Trzy zastępy straży pożarnej z JRG1 i OSP Wilkowice oraz policję wysłano po otrzymaniu zgłoszenia, z którego wynikało, iż na ul. Wyzwolenia w Wilkowicach samochód osobowy uderzył w ogrodzenie posesji.
Do zdarzenia doszło około godz. 17.15 na wysokości posesji nr 87. Kierujący samochodem osobowym marki honda, jadąc ul. Wyzwolenia w kierunku ul. Żywieckiej, zasnął za kierownicą auta, w wyniku czego zjechał na przeciwległy pas ruchu, wjechał na chodnik, po czym z impetem uderzył w ogrodzenie posesji, bramkę i bramę wjazdową. Kierującemu hondą nic się nie stało, wyszedł z auta o własnych siłach.

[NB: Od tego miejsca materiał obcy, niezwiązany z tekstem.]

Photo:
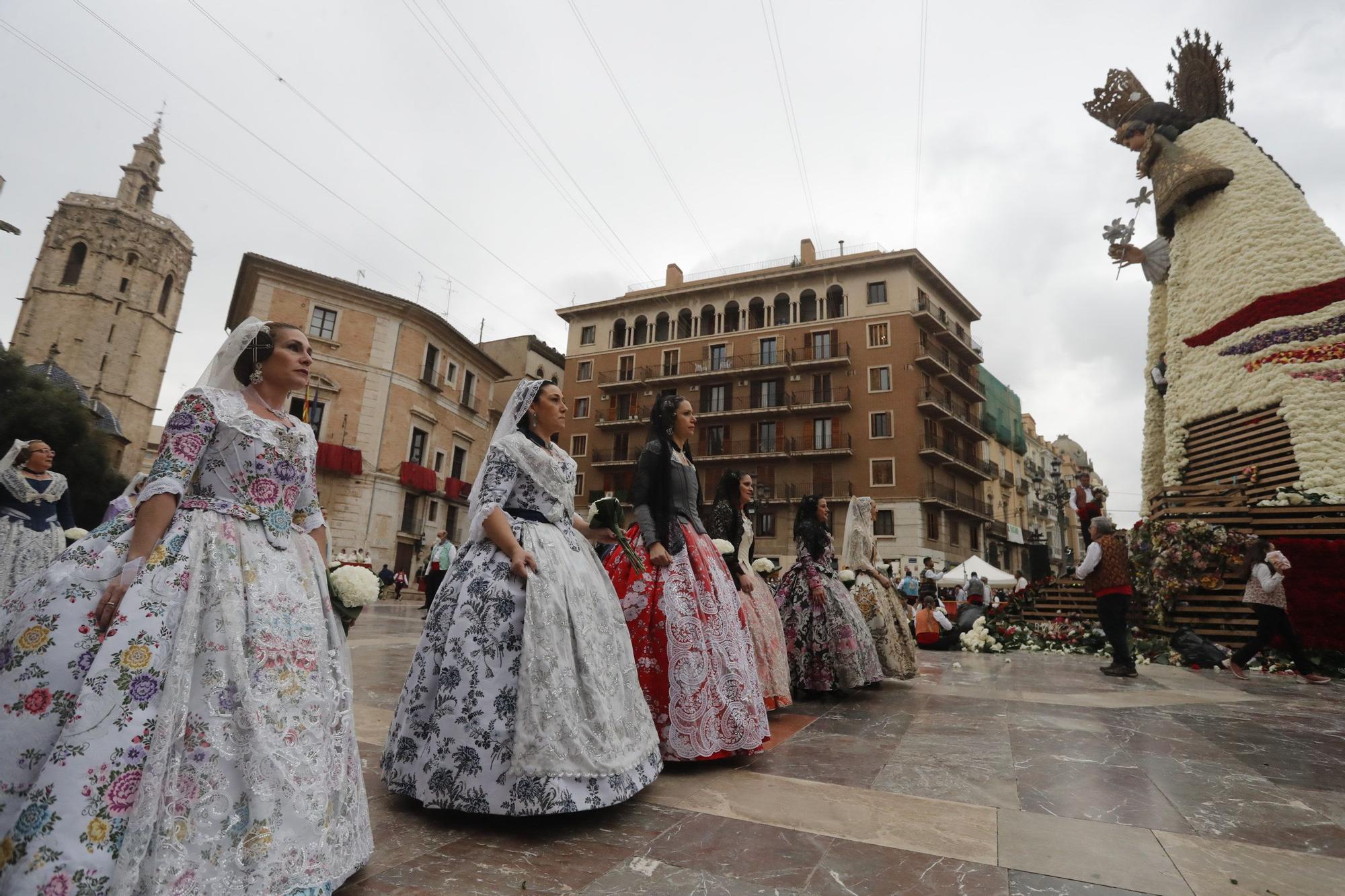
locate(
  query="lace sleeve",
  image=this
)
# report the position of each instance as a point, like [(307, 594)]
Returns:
[(186, 435)]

– Byłem na Śląsku…, zmęczenie. Usłyszałem huk i zobaczyłem, że jestem wbity w płot – tłumaczył sprawca zdarzenia. – Dobrze, że z przeciwka nie jechał żadne samochód i na chodniku nie było nikogo.
Badanie stanu trzeźwości wykazało, że kierowca hondy był trzeźwy. Zdarzenie zakończono pouczeniem.